Nickel-sulfide stones can form during the production of float glass due to contamination. It can end up in the center tension zone of tempered glass. After that glass is installed and exposed to varying temperatures, this tiny stone may grow in size and cause the glass to shatter.
Spontaneous breakage caused by nickel-sulfide inclusions occurs only in tempered glass.
There is no known technology to completely eliminate nickel-sulfide stones in float glass. And because they are so small, there is no practical way to inspect for them.
Most North American glass manufacturers have controls in place to prevent nickel-sulfide formation. Heat soaking after fabrication may destroy some flawed glass panels. But, heat soaking cannot guarantee the 100% elimination of nickel-sulfide inclusions.
Heat soak testing is a destructive test for nickel-sulfide inclusions. Tempered glass is put into a heat soak oven and brought to, and held at, a temperature of 555 degrees Fahrenheit for two hours.

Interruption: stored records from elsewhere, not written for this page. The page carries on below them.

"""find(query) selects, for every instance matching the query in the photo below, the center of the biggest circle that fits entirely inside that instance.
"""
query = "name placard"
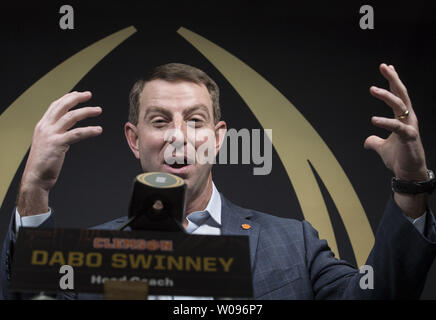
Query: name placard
(172, 263)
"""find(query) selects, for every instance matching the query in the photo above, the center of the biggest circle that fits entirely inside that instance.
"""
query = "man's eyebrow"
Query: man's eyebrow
(156, 109)
(195, 108)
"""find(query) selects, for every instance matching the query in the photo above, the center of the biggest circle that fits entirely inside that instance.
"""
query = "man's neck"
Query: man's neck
(198, 202)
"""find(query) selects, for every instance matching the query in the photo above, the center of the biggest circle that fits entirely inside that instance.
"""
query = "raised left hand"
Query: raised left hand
(402, 152)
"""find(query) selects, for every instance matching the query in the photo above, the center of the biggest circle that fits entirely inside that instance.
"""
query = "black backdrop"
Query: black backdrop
(314, 53)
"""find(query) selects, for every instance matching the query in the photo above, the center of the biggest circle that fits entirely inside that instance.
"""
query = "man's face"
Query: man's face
(166, 109)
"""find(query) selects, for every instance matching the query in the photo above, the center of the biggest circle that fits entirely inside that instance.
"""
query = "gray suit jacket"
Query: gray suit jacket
(289, 261)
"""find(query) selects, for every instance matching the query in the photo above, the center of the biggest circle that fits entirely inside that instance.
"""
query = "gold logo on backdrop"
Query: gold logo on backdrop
(296, 141)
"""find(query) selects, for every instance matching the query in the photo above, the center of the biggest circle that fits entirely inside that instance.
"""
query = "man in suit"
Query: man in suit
(288, 259)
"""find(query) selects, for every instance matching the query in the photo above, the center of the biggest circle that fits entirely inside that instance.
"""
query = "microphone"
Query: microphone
(157, 203)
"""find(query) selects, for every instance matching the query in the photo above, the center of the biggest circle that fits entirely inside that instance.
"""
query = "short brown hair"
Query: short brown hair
(174, 72)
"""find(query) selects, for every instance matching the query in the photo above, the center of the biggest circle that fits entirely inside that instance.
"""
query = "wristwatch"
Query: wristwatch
(415, 187)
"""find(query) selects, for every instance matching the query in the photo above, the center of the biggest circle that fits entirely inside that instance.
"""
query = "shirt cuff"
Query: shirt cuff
(419, 223)
(30, 221)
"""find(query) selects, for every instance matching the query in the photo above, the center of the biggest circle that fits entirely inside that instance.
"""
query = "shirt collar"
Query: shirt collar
(213, 208)
(214, 205)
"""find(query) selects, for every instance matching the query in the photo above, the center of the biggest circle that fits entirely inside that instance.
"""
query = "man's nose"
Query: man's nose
(179, 137)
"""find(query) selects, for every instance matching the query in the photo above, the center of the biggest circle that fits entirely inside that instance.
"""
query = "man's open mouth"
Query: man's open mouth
(178, 165)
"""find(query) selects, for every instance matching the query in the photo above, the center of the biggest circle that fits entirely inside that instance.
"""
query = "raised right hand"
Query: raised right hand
(51, 140)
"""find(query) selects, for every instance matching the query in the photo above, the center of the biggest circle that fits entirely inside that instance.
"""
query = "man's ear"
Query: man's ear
(131, 134)
(220, 133)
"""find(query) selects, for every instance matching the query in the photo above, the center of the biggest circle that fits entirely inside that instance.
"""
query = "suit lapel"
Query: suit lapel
(232, 219)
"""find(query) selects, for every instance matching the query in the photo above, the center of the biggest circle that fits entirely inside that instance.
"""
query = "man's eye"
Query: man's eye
(158, 122)
(196, 121)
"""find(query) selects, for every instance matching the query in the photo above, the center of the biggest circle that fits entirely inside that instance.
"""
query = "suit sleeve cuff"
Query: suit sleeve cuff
(419, 223)
(30, 221)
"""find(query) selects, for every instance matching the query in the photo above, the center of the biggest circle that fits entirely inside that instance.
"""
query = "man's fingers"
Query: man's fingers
(390, 99)
(373, 143)
(68, 120)
(79, 134)
(67, 102)
(396, 85)
(394, 125)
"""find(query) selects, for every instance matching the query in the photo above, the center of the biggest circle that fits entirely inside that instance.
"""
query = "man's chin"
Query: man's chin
(182, 172)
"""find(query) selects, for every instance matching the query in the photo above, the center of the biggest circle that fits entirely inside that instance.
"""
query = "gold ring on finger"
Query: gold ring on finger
(404, 115)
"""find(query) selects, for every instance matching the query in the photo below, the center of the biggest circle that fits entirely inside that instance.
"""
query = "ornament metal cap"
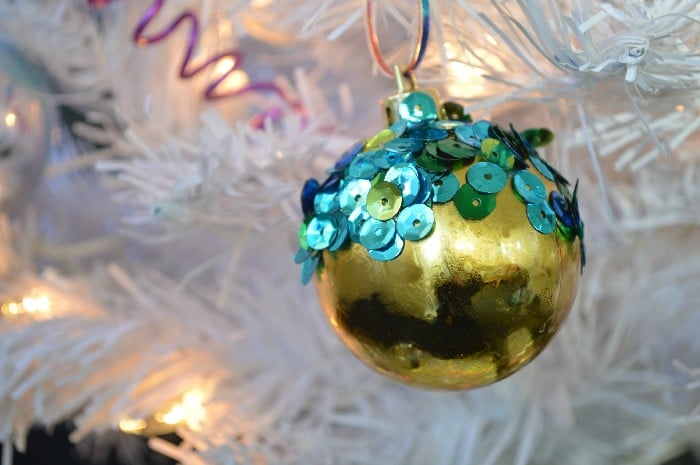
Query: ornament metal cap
(398, 105)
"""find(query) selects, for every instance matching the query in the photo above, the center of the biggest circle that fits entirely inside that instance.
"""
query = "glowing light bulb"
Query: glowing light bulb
(10, 120)
(132, 426)
(31, 304)
(188, 411)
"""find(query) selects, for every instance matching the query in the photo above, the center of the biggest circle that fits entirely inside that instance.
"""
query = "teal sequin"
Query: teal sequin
(353, 195)
(473, 134)
(542, 167)
(355, 221)
(445, 187)
(321, 231)
(326, 201)
(363, 167)
(404, 146)
(415, 222)
(301, 255)
(541, 217)
(389, 252)
(399, 127)
(308, 267)
(405, 176)
(376, 234)
(487, 178)
(529, 186)
(430, 134)
(385, 159)
(418, 107)
(445, 124)
(341, 233)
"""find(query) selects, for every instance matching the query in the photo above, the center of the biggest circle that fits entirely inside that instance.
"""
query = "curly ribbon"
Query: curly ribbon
(212, 92)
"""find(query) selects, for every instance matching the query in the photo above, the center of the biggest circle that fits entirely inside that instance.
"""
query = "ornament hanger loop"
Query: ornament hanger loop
(421, 41)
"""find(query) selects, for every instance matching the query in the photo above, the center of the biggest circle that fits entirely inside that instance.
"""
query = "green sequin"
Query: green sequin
(473, 205)
(384, 200)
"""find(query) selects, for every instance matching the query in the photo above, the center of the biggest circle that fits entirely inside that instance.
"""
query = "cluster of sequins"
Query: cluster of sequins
(379, 194)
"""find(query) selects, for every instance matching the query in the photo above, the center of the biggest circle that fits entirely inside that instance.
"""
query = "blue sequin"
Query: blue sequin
(376, 234)
(321, 231)
(541, 217)
(308, 267)
(404, 145)
(356, 220)
(354, 193)
(326, 200)
(399, 127)
(406, 178)
(385, 159)
(389, 252)
(308, 192)
(445, 186)
(363, 167)
(415, 222)
(529, 186)
(487, 178)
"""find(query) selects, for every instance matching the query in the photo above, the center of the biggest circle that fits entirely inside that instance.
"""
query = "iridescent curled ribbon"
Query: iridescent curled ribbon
(141, 39)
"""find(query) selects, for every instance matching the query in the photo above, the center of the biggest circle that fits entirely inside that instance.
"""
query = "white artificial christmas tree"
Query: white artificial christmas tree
(149, 284)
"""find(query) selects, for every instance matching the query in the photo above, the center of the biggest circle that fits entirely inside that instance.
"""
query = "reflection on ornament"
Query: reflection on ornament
(24, 128)
(34, 303)
(458, 261)
(187, 411)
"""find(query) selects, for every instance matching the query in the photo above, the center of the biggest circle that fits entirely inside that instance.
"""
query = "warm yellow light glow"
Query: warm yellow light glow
(132, 426)
(224, 65)
(225, 29)
(30, 304)
(10, 120)
(465, 79)
(235, 81)
(450, 50)
(189, 411)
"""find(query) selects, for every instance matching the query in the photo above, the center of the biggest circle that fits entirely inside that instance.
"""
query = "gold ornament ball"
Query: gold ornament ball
(467, 306)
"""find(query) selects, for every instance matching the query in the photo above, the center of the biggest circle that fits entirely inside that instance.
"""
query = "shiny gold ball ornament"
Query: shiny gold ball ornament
(446, 253)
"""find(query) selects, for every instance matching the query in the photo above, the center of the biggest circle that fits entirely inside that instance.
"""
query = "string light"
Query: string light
(10, 120)
(31, 304)
(188, 411)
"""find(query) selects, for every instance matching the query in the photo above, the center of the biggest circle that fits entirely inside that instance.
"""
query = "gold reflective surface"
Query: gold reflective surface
(465, 307)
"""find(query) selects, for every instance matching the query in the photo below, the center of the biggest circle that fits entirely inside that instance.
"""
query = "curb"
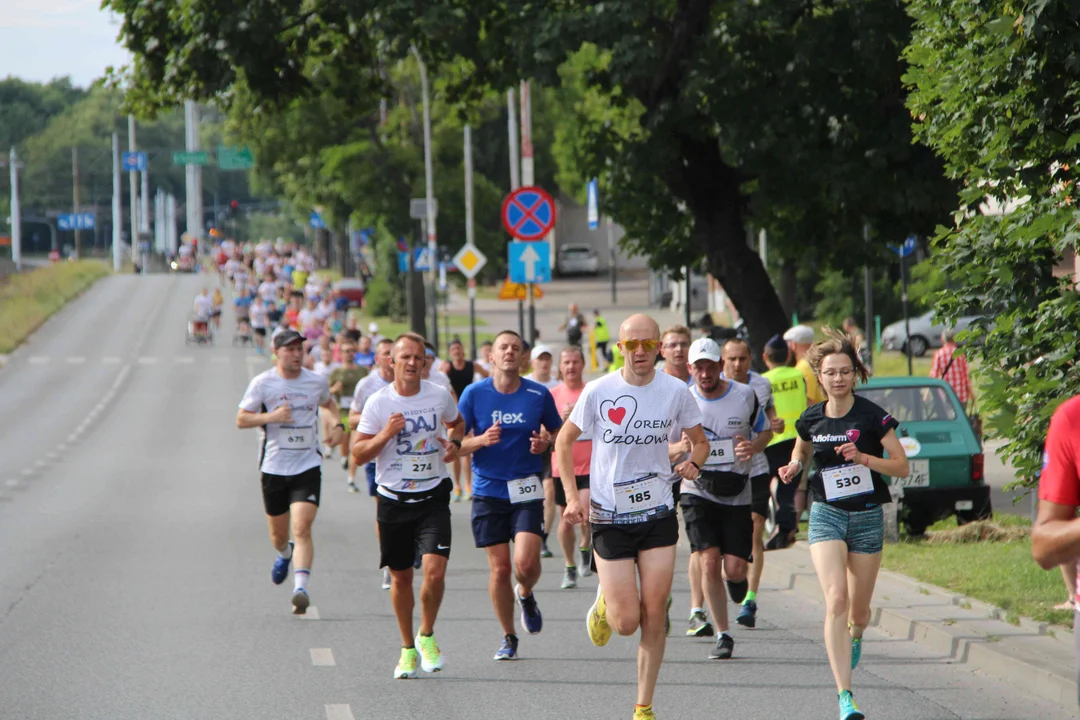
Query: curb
(1028, 655)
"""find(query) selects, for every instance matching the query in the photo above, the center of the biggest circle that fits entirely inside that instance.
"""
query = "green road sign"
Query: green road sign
(199, 158)
(234, 158)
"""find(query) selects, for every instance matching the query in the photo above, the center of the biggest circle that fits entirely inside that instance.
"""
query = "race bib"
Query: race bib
(721, 452)
(847, 481)
(640, 496)
(293, 437)
(525, 489)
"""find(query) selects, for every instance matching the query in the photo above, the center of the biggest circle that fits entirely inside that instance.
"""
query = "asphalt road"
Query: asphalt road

Most glass containing nickel-sulfide will shatter during this process and be eliminated from the glass project. But, heat soaking cannot guarantee the 100% elimination of nickel-sulfide inclusions.
Glass Breakage Video
But, there are differences in laminated glass. This video compares the performance of monolithic tempered glass, polyvinyl butyral (PVB) laminated glass, and ionoplast laminated glass.
The first test is for monolithic tempered glass. When the glass shatters, the resulting opening presents a continuing hazard.
The second test shows the effect of an impact on polyvinyl butryl (PVB) laminated glass. PVB is a spongy material. It was developed for the auto industry and its purpose is to prevent passengers from passing through the windshield in an accident. If both plies of glass break, the panel will remain intact but it will drop like a wet blanket resulting in a void. In recent years, rigid PVB layers have been developed to provide a safer alternative.
The third test is for glass with an ionoplast interlayer. Ionoplast is rigid. When both plies break in this test, the panel remains in place providing a safer end result. Learn more about ionoplast interlayers. For more information contact us.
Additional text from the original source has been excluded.